J'avoue, je ne voulais pas lire ce premier épisode en premier lieu mais j'ai lu les sollicitations dans lesquelles on nous parle de l'appareil génital du héros. La curiosité m'a poussé à vouloir lire cet épisode en me posant une simple question : "à quoi peut ressembler une bite dessinée par Liefeld ?". J'ai la réponse !! La taille des phallus de ses protagonistes est proportionnel à leurs biceps.

Comme je pouvais le sous-entendre depuis le début de cette chronique, j'aime bien ce que fait Liefeld en tant que créateur. Il offre un terrain de jeu intéressant qui a souvent été propice à de bonnes histoires - lorsque d'autres écrivent pour lui. Mais, je ne m'attendais en rien à lire quelque chose d'aussi fun et barré. Bien évidemment Liefeld a créé Deadpool et la première apparition de ce dernier était très drôle mais, là, le scénariste pousse le délire très loin. C'est sanglant, les têtes tombent vite dans une surenchère presque jouissive. Et puis, il y a la nudité de ses protagonistes masculins aux engins tellement énormes que ça en est drôle.

Je note également qu'il sait bien améliorer du point de vue des dialogues mais il y a une chose qui me chiffone, nous avons pas la moindre information sur les personnages. Je veux dire, l'agent masqué est un nouveau membre de l'équipe mais il porte le costume de Cabbot Stone, mais ce dernier apparaît plus tard dans l'épisode. Enfin, je crois que c'est Stone. C'est un poil faible de ce côté-là.

Dernier point, la colorisation est signée Jeremy Colwell qui fait très bien son boulot. Il pose des textures comme peuvent le faire les coloristes modernes -ce qui pallie au manque flagrant de décors - et il a tout de même une palette qui scie au style de Liefled.

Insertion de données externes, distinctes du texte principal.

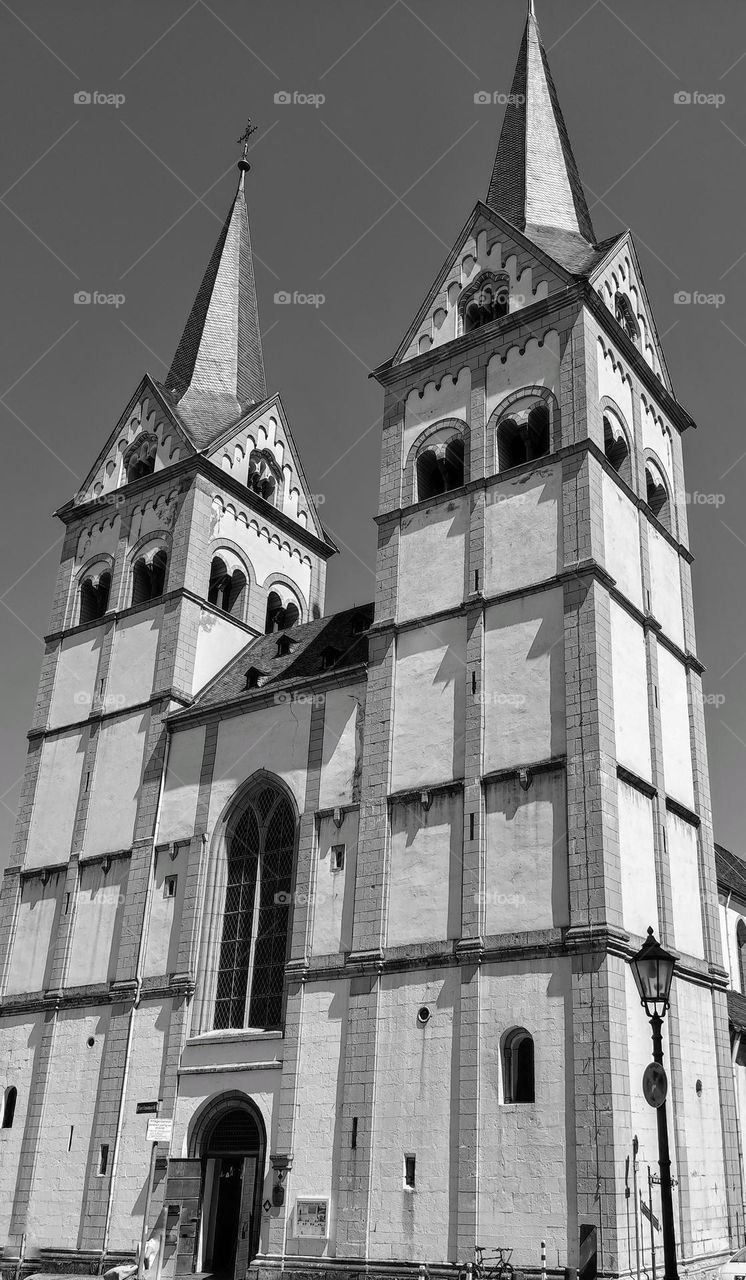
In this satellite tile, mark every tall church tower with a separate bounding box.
[348,6,742,1274]
[0,148,335,1260]
[0,6,743,1280]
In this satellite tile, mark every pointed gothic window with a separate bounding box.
[0,1084,18,1129]
[503,1027,536,1102]
[498,401,549,471]
[132,547,168,604]
[214,787,296,1030]
[78,570,111,622]
[207,556,246,617]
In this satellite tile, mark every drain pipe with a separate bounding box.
[99,730,171,1275]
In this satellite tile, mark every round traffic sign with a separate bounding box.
[642,1062,668,1107]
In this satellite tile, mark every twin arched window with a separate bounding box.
[604,413,632,485]
[207,556,246,617]
[264,591,301,635]
[496,401,550,471]
[0,1084,18,1129]
[132,547,169,604]
[416,435,464,502]
[214,786,296,1030]
[645,458,672,534]
[124,435,157,484]
[503,1027,536,1102]
[459,271,511,333]
[78,570,111,622]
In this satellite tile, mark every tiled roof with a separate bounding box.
[186,604,374,719]
[715,845,746,901]
[486,12,595,246]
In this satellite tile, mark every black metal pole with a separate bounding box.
[650,1014,678,1280]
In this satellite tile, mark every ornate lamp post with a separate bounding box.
[630,928,678,1280]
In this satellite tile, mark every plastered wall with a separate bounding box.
[479,960,575,1266]
[369,969,458,1262]
[83,712,150,856]
[319,685,365,809]
[28,1006,109,1249]
[609,600,650,778]
[311,809,358,956]
[392,618,466,791]
[484,771,569,934]
[618,778,659,937]
[5,872,63,996]
[482,588,566,773]
[49,626,105,728]
[594,473,642,609]
[157,724,205,842]
[484,465,562,595]
[26,728,88,867]
[287,982,348,1257]
[386,791,463,947]
[397,494,470,620]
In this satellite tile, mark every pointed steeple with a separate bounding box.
[486,0,595,244]
[165,125,267,443]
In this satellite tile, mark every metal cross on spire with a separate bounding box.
[237,115,258,169]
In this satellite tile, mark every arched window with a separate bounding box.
[248,449,283,504]
[124,435,157,484]
[503,1027,536,1102]
[207,556,246,617]
[264,590,301,635]
[416,435,463,502]
[132,547,168,604]
[604,413,632,485]
[78,570,111,622]
[214,786,296,1030]
[0,1084,18,1129]
[459,271,511,333]
[733,920,746,996]
[645,461,671,532]
[614,289,640,347]
[498,401,549,471]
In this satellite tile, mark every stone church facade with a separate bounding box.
[0,12,743,1277]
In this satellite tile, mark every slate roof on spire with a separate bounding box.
[486,4,595,253]
[165,164,267,448]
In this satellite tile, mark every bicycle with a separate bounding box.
[458,1244,516,1280]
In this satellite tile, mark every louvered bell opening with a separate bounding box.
[206,1108,261,1156]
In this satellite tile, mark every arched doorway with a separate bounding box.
[189,1092,266,1280]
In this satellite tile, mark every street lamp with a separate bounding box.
[630,927,678,1280]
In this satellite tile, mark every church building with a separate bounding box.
[0,6,746,1280]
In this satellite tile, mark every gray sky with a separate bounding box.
[0,0,746,865]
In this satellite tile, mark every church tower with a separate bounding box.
[338,5,742,1274]
[0,4,743,1280]
[0,147,335,1258]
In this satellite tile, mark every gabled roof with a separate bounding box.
[715,845,746,902]
[164,161,266,448]
[171,604,374,724]
[488,4,595,244]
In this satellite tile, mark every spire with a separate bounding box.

Bloodstrike-001-CoverBloodstrike #1

Image Comics • "The Junk" par Rob Liefeld • $3.99
Liefeld se fait plaisir en offrant du comic bis, très bas du front mais exutoire. L'auteur n'a pas la prétention de faire plus et, surtout, son plaisir est palpable de pages en pages... Par contre, c'est moche dessiné par Liefeld.